Direct Marketing is defined in the DPA as “the communication (by whatever means) of any advertising or marketing material which is directed to particular individuals”, this doesn’t only cover selling items, but the marketing of ideals and covers political campaigns. Although highly targeted campaigns through Facebook and other social media sites have not yet come into scope from the ICO and other legislators as direct marketing, the more personalised it gets, the more likely it is to come into scope. Technically if the definition is taken at face value, these types of adverts should already be in scope. Once marketing and advertising is defined as direct marketing it comes under much more stringent governance processes, which arguably the issues with data usage by CA have shown to be necessary.
In breach of Principle Five of the DPA, retaining data for longer than the purposes you obtained it for, CA have held onto the data from the Facebook, who here are the original Data Controller, after they had been told to delete the data, and after they have confirmed they had done so. Attempting to get a streak of as many of the 8 Data Protection Principles contravened as possible, there is also a case that Principle Four ‘Personal data shall be accurate’ has also been contravened, with their assertion that they put forward knowingly inaccurate smear campaigns (discovered through the Channel 4 sting). However the slander and libel laws are much better established for this purpose, and so it is unlikely a Principle Four contravention will be pursued as much as the others.
Under the DPA, considering they are prosecuted under this and not the GDPR, they will be in contravention of Section 55 of the DPA, especially as they did not have the consent of Facebook:
“A person must not knowingly or recklessly, without the consent of the data controller--
(a)obtain or disclose personal data or the information contained in personal data, or
(b)procure the disclosure to another person of the information contained in personal data”.
This is a criminal offence which can attract a personal fine as well as a fine for the person’s company, however it is much more likely that only the company will be pursued, rather than individuals. Data subjects could also press for damages for causing distress on top of the personal and company fines, with potentially five million data subjects with a legitimate case.

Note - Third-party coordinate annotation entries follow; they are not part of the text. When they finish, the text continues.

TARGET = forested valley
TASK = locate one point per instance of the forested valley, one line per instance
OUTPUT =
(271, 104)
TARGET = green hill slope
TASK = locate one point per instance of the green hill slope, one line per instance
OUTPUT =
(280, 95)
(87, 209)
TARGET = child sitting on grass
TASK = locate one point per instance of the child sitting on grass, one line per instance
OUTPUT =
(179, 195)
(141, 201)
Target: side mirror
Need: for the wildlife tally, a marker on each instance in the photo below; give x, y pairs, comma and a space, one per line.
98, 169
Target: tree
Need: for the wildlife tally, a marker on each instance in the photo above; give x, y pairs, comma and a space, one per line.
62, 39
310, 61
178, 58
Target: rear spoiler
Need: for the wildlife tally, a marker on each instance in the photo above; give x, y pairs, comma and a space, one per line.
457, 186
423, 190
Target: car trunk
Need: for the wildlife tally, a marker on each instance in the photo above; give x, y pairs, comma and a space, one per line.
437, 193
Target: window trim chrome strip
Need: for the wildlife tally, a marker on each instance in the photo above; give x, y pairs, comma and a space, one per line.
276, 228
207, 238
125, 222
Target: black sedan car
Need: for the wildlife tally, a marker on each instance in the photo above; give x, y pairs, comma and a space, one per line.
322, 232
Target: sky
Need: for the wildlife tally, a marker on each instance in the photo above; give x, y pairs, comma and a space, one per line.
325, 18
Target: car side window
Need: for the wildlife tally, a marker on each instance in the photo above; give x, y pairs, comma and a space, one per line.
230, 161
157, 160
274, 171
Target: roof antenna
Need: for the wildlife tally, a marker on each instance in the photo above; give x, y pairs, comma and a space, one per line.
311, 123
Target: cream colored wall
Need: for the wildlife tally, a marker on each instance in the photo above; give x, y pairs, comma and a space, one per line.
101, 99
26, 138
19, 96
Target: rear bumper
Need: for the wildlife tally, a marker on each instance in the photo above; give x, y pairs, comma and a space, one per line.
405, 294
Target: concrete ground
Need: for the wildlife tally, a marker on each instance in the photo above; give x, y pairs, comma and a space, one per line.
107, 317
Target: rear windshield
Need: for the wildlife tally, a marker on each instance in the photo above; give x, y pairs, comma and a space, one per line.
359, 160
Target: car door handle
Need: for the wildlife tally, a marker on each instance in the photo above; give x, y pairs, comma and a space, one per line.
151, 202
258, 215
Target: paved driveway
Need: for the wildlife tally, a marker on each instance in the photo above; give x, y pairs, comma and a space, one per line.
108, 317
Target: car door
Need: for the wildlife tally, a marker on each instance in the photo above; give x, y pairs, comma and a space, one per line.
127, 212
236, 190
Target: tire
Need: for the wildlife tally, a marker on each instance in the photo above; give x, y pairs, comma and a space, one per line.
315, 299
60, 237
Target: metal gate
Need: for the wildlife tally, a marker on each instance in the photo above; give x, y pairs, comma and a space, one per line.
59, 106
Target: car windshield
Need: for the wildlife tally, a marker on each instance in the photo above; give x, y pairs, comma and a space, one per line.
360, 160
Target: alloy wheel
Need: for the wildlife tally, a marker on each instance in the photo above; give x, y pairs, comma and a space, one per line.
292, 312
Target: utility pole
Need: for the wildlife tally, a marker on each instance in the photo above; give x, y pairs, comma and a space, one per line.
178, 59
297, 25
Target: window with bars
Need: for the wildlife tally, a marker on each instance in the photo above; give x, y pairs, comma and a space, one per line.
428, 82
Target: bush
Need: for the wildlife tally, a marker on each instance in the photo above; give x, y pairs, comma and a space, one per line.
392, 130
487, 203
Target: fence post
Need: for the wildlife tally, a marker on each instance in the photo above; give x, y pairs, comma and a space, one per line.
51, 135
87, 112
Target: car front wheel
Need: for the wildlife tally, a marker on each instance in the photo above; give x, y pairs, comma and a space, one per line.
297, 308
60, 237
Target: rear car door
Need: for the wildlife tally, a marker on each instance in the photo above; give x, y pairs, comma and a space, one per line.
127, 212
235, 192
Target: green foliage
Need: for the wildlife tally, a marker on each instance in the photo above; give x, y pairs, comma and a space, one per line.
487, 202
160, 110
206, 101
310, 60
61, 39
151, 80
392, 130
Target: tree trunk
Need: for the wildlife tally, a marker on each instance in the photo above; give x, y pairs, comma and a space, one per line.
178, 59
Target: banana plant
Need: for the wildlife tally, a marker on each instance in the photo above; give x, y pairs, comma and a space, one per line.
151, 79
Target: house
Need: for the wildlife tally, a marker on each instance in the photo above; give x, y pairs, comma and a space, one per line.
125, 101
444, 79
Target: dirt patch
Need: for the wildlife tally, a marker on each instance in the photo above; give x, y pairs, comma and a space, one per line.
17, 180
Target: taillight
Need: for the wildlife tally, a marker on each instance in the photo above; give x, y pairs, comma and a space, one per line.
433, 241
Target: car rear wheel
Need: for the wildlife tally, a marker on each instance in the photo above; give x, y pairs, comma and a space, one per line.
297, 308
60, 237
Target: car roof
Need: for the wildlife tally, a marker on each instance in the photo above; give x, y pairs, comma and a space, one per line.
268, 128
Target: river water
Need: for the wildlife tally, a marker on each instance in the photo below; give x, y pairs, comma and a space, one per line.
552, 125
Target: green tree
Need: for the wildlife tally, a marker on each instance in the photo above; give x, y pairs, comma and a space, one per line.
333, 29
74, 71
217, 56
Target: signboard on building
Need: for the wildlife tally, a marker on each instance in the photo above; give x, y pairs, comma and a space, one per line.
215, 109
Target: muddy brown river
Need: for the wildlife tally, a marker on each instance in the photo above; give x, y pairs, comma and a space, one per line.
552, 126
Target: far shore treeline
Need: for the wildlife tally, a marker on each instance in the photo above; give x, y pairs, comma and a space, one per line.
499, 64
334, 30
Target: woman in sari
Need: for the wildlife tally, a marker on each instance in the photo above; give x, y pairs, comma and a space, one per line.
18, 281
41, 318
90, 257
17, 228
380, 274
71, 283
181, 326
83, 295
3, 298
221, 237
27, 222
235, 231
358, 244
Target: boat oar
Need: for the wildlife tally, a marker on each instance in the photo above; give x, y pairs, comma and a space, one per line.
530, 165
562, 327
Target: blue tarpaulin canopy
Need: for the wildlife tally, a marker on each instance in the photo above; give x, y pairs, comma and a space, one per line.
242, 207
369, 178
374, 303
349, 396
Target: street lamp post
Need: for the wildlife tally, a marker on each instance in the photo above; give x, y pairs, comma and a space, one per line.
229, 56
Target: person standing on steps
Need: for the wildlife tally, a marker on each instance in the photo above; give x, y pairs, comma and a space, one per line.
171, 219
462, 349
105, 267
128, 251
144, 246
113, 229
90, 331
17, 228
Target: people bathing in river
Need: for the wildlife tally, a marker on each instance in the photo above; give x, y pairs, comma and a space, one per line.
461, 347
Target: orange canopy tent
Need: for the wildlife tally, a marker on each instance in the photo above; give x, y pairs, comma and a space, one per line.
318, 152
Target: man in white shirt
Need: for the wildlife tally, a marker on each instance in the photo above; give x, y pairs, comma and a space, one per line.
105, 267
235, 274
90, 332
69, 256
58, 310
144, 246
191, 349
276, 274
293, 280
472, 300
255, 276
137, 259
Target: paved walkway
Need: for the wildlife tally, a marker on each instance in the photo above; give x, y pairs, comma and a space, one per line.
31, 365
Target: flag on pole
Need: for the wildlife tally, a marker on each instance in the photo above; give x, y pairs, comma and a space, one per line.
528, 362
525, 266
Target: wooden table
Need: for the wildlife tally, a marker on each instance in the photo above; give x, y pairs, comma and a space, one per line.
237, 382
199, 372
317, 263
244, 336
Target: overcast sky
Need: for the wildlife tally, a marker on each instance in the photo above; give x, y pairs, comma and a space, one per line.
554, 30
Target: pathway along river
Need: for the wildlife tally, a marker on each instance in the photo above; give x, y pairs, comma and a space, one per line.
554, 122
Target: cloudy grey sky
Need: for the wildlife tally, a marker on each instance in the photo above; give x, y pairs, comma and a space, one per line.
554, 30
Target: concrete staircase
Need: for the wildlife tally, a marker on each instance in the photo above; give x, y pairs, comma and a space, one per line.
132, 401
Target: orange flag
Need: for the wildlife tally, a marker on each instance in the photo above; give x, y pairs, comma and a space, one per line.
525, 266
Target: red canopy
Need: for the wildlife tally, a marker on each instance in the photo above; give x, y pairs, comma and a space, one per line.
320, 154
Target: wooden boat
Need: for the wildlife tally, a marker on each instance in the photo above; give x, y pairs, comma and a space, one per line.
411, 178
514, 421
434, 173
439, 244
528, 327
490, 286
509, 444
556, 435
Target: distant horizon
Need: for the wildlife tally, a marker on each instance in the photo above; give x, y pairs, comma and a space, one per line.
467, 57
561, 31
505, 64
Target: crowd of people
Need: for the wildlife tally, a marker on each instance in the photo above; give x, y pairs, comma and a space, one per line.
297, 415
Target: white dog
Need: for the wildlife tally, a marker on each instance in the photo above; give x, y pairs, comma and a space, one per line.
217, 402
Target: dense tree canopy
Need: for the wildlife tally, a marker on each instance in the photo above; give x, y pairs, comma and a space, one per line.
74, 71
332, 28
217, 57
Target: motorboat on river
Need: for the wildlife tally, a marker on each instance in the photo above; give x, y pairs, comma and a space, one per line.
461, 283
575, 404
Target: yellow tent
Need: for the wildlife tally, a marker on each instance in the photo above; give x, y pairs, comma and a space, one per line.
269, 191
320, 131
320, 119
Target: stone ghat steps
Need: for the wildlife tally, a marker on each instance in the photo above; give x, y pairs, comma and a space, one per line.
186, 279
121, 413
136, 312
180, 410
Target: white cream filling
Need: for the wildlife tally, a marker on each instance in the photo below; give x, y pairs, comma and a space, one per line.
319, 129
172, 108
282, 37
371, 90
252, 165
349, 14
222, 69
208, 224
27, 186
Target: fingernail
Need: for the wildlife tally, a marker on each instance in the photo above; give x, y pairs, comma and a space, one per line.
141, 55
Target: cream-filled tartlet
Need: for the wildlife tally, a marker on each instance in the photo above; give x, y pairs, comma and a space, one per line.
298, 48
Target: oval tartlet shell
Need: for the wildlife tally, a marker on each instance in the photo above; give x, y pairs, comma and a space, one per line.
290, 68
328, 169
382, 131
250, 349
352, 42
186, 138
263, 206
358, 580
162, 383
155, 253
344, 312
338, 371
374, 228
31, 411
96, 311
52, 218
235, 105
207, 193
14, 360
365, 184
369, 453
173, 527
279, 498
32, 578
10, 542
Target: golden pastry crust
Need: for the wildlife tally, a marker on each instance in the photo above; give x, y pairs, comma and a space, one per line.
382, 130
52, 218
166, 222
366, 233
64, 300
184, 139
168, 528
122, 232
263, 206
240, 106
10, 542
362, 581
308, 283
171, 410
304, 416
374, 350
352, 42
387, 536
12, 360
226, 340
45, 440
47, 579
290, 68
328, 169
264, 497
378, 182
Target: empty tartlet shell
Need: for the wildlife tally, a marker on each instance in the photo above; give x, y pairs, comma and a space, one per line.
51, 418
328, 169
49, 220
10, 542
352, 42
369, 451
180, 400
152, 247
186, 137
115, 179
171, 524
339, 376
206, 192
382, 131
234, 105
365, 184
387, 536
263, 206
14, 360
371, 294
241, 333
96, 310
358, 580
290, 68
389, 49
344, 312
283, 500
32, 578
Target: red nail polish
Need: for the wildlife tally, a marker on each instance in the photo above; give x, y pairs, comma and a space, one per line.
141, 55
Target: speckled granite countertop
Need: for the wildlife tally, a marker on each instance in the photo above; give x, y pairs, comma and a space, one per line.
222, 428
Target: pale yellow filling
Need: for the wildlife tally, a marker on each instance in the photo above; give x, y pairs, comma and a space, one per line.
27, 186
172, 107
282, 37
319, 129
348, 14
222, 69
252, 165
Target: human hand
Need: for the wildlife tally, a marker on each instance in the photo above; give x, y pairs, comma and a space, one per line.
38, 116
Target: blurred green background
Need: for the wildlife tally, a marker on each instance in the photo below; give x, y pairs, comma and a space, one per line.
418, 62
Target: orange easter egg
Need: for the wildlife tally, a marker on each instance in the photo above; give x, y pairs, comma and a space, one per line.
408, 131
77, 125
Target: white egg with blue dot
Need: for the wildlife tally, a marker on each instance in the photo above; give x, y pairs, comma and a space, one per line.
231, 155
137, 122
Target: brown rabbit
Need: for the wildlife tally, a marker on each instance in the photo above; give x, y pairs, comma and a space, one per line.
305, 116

Considering their contraventions, the ICO are interested in CA and their practices. CA have been given a deadline to respond to the ICO’s request for access to their servers, a request which passed with no access given. The ICO are now having to apply for a warrant to access these servers, the delay in being able to raid will no doubt hinder the investigation significantly, but the evidence will also be on Facebook and so they won’t be able to scrub the evidence of wrong doing away, only attempt to defend it.
Overall, it has been a catalogue of errors, with CA seemingly ignoring any legislation which protects people’s privacy in order to reach their desired goal.